If I were asked to describe my concept of hope as of right now, I would describe it in this way: In Luke 8:22-25, a great storm rises over the lake and the disciples wake a sleeping Jesus, saying, “Master, we are perishing.” Like men who had no hope, they panicked in the face of the storm. Jesus, on the other hand, personifies hope–as the storm passed, He was resting in the back of the boat, secure in the arms of Almighty God.

Hope is the faith that sits back and lets God do His work. It is the trust that rests in His arms when every earthly shelter fails. It is the faith that, rather than jumping to take on God’s tasks, stands back and lets Him complete it without our having to be in control. If faith is what enables us to step out when God says “Go” not knowing where our destination will be; then hope is what enables us to relax as we take the step, certain that whatever we may encounter on the journey, the end is beyond our wildest dreams.
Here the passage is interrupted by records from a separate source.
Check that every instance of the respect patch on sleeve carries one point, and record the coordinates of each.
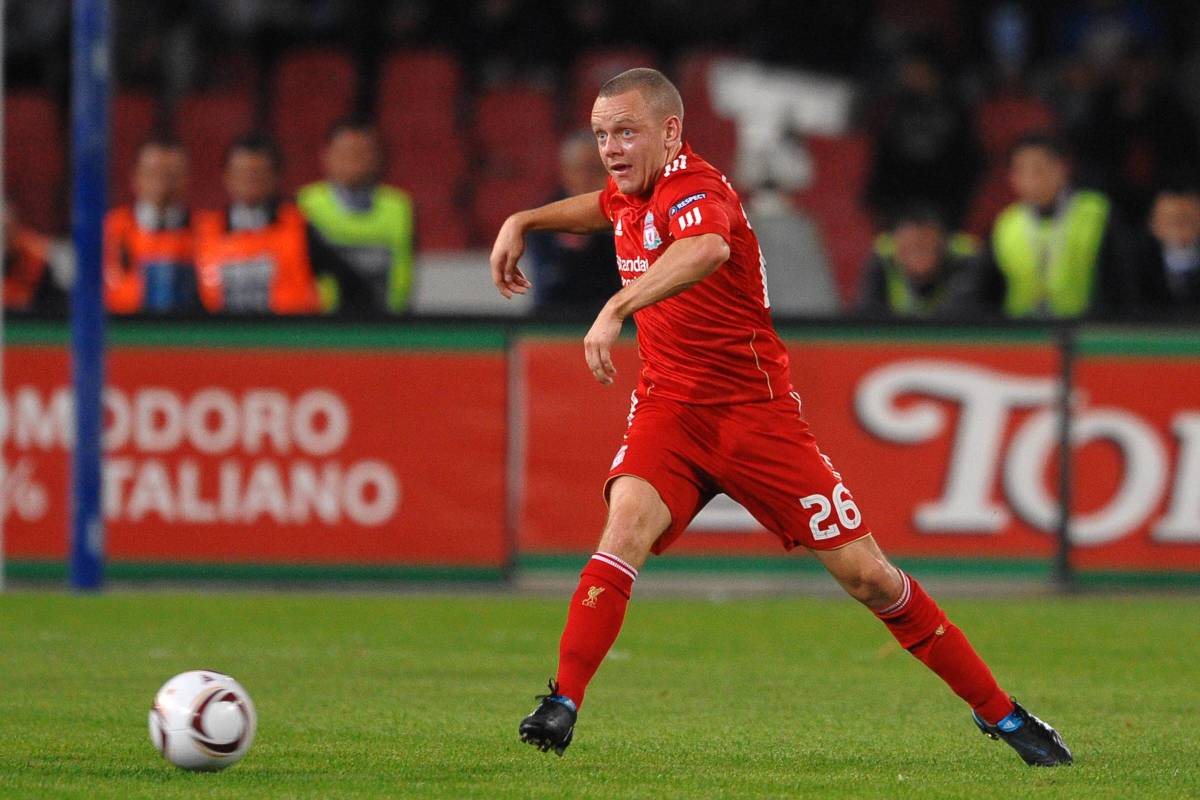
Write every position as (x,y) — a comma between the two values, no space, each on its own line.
(684,203)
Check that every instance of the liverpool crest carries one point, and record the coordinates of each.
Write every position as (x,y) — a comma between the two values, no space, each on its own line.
(593,595)
(651,239)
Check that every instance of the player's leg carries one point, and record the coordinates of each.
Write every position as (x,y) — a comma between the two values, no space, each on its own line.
(924,630)
(784,480)
(637,517)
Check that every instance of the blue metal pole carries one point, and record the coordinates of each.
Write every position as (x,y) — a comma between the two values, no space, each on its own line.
(89,158)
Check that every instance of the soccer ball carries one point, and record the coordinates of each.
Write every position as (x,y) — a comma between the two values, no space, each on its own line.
(203,720)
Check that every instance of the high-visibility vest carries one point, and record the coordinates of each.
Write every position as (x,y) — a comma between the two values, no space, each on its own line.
(1050,265)
(145,270)
(903,298)
(255,271)
(377,242)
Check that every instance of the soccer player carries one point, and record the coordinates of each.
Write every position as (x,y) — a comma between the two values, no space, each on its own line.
(714,411)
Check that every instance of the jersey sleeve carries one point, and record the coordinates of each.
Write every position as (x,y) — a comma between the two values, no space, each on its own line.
(696,205)
(610,188)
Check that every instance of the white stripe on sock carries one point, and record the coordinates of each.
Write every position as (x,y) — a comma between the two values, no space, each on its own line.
(905,594)
(612,560)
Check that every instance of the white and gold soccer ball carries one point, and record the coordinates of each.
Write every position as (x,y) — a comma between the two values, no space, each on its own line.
(203,720)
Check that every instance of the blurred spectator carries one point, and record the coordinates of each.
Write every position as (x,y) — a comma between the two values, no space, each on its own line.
(1169,258)
(1135,132)
(917,269)
(575,274)
(1057,251)
(148,246)
(367,223)
(925,144)
(799,277)
(35,269)
(258,254)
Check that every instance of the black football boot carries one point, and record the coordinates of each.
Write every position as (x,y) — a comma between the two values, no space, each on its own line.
(1035,741)
(550,726)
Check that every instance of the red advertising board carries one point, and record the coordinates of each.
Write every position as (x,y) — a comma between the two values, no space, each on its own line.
(306,456)
(949,449)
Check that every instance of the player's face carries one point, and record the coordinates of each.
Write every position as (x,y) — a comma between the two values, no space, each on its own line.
(353,158)
(918,248)
(160,176)
(1038,175)
(250,178)
(1175,221)
(634,144)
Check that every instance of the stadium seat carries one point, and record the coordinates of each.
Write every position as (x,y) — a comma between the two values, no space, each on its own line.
(712,136)
(993,193)
(441,222)
(133,118)
(1002,120)
(516,133)
(312,89)
(418,121)
(35,160)
(207,124)
(418,94)
(840,166)
(497,197)
(593,68)
(519,154)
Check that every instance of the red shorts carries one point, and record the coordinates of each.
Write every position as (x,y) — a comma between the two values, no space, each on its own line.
(762,455)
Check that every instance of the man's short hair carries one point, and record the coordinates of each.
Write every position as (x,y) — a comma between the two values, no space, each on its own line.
(917,212)
(160,140)
(1045,140)
(257,143)
(658,90)
(351,124)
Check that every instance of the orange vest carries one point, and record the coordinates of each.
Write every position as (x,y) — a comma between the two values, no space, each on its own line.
(129,250)
(24,265)
(255,271)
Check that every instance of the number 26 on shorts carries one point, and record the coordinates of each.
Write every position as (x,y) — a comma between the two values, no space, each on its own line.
(847,512)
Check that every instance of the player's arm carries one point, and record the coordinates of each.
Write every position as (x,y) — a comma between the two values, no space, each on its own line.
(684,264)
(577,215)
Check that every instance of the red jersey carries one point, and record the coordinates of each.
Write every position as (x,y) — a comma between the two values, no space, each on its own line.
(714,342)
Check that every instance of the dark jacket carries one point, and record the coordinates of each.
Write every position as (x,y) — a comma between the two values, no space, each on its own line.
(1161,289)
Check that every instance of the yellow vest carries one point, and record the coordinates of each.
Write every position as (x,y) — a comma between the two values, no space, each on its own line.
(1050,264)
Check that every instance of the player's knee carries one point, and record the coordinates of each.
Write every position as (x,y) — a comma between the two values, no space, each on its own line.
(635,521)
(629,536)
(871,582)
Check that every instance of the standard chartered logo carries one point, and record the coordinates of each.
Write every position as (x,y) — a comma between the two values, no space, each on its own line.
(985,402)
(279,456)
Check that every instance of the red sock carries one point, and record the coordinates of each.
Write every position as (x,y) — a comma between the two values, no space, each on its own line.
(923,630)
(593,621)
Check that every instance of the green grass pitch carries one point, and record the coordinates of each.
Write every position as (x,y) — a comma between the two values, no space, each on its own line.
(419,696)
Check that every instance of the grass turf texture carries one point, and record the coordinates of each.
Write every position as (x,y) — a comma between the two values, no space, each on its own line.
(363,696)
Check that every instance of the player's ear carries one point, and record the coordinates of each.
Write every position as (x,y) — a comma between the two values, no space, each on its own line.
(672,128)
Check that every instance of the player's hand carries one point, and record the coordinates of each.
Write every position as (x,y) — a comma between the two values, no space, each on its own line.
(598,346)
(505,253)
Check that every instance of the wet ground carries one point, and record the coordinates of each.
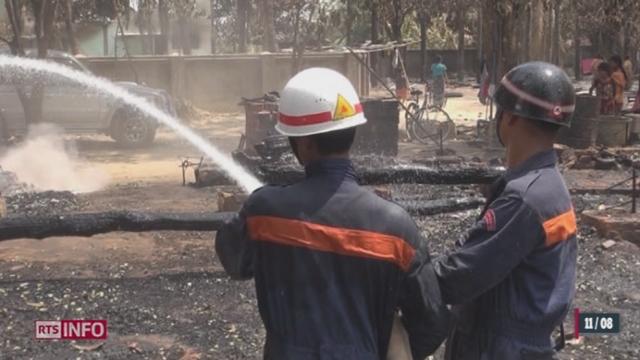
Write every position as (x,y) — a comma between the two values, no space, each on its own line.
(165,295)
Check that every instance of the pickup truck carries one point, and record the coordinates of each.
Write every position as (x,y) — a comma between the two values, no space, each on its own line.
(81,110)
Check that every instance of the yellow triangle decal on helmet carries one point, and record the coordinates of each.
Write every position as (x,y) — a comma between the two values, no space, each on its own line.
(343,109)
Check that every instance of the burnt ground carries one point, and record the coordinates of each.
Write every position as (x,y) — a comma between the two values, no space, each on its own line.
(165,295)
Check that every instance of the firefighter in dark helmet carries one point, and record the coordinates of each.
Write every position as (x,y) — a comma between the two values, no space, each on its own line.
(511,280)
(332,262)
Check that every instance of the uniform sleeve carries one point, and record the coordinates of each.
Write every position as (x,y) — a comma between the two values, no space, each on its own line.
(424,314)
(509,231)
(235,248)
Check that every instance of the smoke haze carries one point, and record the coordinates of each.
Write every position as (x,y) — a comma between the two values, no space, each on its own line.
(44,161)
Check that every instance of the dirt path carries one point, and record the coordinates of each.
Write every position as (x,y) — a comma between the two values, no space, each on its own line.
(164,293)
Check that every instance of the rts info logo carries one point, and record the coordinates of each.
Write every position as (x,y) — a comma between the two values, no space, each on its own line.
(71,330)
Within the approximately 15 Greek and Hebrew words that are translated hope, three common threads can be discerned. The first element of hope is trust–the words betach, batach, bittachon, kesel, mibtach, chul, yachal, chasah, and elpis all carry this connotation. The second element of hope is anticipation–miqveh, seber, tocheleth, and tiqvah allude to this. The third element of hope is rest–displayed in the definitions of the words machseh and chasah (refuge), and in the definitions of seber, chul, yachal, sabar (meaning “to stay” or “to wait upon.”) These elements are never more clearly seen than in the Psalms, in which nearly a fifth contain hope and its corollaries as a major theme.